The executive board of NYFCR is made up of ten positions headed by a chairperson. The current chairman of the organization is Xavier Engelin from SUNY Oswego.

On July 13, 2021, the NYFCR published a dossier alleging that then-chairman Chandler Thornton had been mismanaging the CRNC's funds. The report cited the CRNC's advertising budget, which showed more than $1,000,000 in funds unaccounted for. Uncertainty over the fate of a $122,000 donation from Kid Rock also became a point of contention. Finally, on July 24, the university chapters of the NYFCR voted unanimously to withdraw from the CRNC.

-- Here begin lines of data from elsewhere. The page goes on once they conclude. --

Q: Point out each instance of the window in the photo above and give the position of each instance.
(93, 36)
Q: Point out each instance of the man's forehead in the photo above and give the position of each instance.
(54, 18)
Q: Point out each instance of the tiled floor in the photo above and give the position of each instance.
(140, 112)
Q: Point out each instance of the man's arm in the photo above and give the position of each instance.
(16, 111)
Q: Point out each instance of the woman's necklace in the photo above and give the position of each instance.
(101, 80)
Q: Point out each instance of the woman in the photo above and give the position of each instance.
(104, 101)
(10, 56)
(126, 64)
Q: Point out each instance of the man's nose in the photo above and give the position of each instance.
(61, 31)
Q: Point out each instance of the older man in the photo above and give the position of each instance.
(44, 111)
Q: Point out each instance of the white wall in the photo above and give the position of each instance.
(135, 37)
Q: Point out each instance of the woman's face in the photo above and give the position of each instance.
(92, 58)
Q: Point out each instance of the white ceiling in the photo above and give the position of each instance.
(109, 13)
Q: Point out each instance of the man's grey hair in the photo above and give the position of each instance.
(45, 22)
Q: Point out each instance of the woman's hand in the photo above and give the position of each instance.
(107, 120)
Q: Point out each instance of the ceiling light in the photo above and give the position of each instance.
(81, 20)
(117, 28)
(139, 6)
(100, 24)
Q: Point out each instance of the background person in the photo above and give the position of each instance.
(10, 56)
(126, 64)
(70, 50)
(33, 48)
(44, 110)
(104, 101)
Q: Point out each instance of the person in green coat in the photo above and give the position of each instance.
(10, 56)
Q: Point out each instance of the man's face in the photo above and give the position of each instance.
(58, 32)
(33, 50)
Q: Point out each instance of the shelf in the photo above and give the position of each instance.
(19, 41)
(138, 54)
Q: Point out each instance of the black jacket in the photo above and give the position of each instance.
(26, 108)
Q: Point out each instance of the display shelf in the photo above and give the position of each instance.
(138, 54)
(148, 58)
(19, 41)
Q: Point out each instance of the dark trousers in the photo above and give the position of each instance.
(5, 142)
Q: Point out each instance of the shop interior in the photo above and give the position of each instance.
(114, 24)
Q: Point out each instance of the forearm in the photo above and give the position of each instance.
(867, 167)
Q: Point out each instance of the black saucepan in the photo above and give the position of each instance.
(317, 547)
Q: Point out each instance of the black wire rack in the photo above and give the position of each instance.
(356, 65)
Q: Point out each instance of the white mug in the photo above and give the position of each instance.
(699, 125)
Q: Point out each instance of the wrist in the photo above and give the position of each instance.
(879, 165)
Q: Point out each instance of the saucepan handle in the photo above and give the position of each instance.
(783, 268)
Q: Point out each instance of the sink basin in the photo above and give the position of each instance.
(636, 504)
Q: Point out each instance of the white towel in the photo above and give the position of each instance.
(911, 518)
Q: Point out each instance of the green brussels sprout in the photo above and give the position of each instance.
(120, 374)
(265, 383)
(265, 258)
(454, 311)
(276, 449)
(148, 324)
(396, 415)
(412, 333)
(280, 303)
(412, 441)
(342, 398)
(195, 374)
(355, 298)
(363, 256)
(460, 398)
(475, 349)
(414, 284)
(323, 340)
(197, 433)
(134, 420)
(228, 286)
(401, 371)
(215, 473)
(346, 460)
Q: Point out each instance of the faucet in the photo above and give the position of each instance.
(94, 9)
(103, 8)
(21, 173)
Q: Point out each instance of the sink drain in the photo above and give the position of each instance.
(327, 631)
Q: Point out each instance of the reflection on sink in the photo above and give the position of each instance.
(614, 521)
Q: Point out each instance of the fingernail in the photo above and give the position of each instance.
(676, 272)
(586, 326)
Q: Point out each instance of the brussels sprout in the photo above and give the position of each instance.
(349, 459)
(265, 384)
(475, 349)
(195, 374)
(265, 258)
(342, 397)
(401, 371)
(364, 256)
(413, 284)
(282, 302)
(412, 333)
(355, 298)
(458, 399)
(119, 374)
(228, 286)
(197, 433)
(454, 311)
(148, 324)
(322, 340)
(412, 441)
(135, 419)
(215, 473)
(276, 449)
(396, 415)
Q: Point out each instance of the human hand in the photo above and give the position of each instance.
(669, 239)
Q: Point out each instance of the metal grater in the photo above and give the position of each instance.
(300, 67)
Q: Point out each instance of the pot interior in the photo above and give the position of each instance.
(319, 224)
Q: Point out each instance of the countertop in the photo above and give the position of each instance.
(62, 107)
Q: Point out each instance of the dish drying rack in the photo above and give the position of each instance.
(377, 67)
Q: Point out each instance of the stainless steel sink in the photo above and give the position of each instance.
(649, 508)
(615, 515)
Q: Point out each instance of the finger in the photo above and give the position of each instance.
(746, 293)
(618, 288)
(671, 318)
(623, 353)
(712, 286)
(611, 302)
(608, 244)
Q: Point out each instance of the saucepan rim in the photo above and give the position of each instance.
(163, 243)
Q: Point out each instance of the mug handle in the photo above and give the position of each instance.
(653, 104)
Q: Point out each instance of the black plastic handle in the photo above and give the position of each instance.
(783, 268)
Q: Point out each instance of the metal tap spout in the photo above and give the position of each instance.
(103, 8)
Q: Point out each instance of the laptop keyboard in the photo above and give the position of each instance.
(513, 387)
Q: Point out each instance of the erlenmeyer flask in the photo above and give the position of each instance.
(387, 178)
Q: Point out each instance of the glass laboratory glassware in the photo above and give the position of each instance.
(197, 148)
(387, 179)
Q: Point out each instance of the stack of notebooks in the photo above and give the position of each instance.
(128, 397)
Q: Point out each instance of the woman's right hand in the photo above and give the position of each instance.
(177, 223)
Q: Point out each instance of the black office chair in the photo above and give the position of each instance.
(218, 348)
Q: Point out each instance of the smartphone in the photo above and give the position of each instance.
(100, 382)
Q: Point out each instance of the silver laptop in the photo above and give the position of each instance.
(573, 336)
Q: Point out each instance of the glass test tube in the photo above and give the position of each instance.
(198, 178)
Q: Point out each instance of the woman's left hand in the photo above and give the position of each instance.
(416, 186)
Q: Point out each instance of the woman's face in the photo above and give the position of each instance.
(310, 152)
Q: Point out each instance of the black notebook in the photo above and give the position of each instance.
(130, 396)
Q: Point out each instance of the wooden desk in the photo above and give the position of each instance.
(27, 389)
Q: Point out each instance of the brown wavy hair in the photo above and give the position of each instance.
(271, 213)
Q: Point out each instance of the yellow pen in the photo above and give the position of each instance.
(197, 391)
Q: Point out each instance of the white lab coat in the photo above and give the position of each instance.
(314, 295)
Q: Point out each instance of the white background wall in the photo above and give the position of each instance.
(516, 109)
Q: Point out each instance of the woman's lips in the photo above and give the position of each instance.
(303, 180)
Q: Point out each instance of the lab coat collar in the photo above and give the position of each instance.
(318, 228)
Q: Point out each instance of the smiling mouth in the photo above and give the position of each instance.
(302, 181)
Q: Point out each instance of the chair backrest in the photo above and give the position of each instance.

On February 14th 2024, the New York Federation of College Republicans officially chartered with the College Republicans of America (CRA), re-entering the state into the chartering of a national organization.

== Chairman ==

Xavier Engelin, a Sophomore at the State University of New York at Oswego, assumed the office of Chairman on May 2, 2026. He majors in History and Business Administration. Before that he served as the organizations Treasurer from September 2025 until May 2026, and as Parliamentarian from April until September 2025. He also led the Oswego College Republicans from 2025 until 2026.

He graduated from Catskill High School in 2024 and resides in Greene County, New York where he serves as the Vice-Chairman of the local Young Republican group.